Tax Tips To Save You Money
Consider converting your traditional IRA to a Roth IRA
Although there are income limits for contributing to a Roth IRA, anyone can convert all or a portion of their assets in a traditional IRA (or other eligible retirement plan) to a Roth IRA. Why might doing so make sense? Unlike with a traditional IRA, qualified distributions from a Roth IRA aren’t generally subject to federal income taxes, as long as the Roth IRA has been open at least five years and you have reached at least age 59½. However, you’ll be required to pay income taxes on the amount of your deductible contributions, as well as any associated earnings, when you convert from your traditional IRA to a Roth IRA—or, if you don’t convert, when you retire and take withdrawals from your traditional IRA.
Depending upon your particular situation, it could be beneficial to convert from a traditional IRA to a Roth IRA and pay taxes now, rather than holding the funds in the traditional IRA and paying taxes upon distribution at a later date. Consult with your tax advisor to see which might suit your circumstances better.

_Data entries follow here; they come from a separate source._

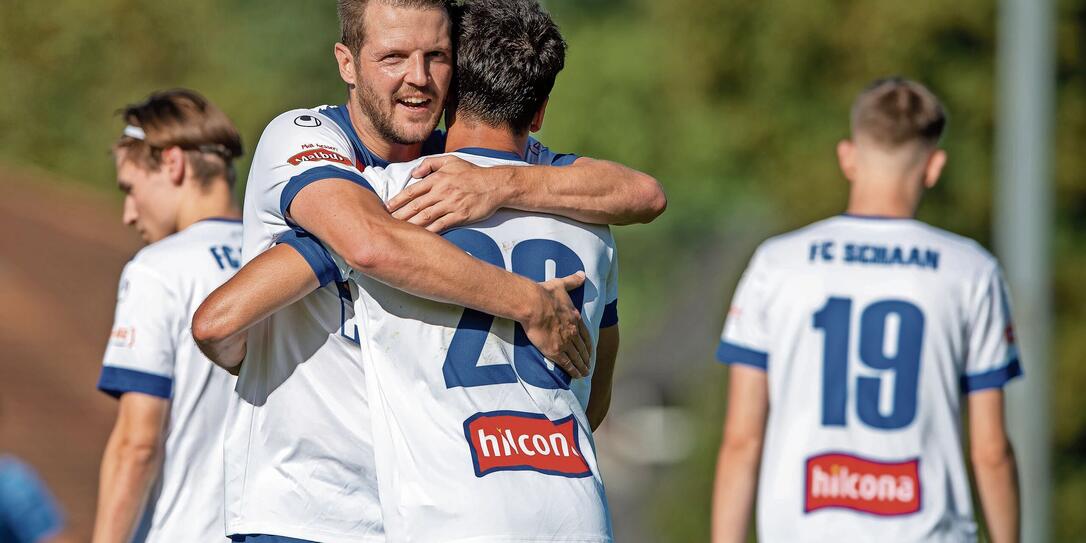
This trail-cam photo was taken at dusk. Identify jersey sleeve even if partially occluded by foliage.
[717,250,769,369]
[98,262,178,399]
[0,458,64,543]
[525,136,580,166]
[247,110,374,227]
[599,247,618,328]
[961,266,1022,392]
[276,230,350,287]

Use stock losses to offset capital gains
Now may be a good time to consider selling certain under performing investments in order to generate a capital loss before the end of the year—which could help offset the capital gains you realize when selling stocks that are performing well. In addition, you may generally deduct up to $3,000 ($1,500 if married and filing separately) of capital losses in excess of capital gains per year from your ordinary income. If your net capital losses exceed the yearly limit of $3,000 ($1,500 if married and filing a separate return), you can carry over the unused losses to the following year. Note that under the new law, investors will continue to pay long-term capital gains taxes at a rate of 0%, 15% or 20% (depending on their overall income) but with adjusted cutoffs. Married couples filing jointly and earning $78,750 or less ($39,375 for singles) will pay nothing. Married couples filing jointly earning between that and $488,850 (or that and $434,550 for singles) will pay 15%, while married couples filing jointly and earning more than $488,850 or more ($434,550 for singles) will pay 20%.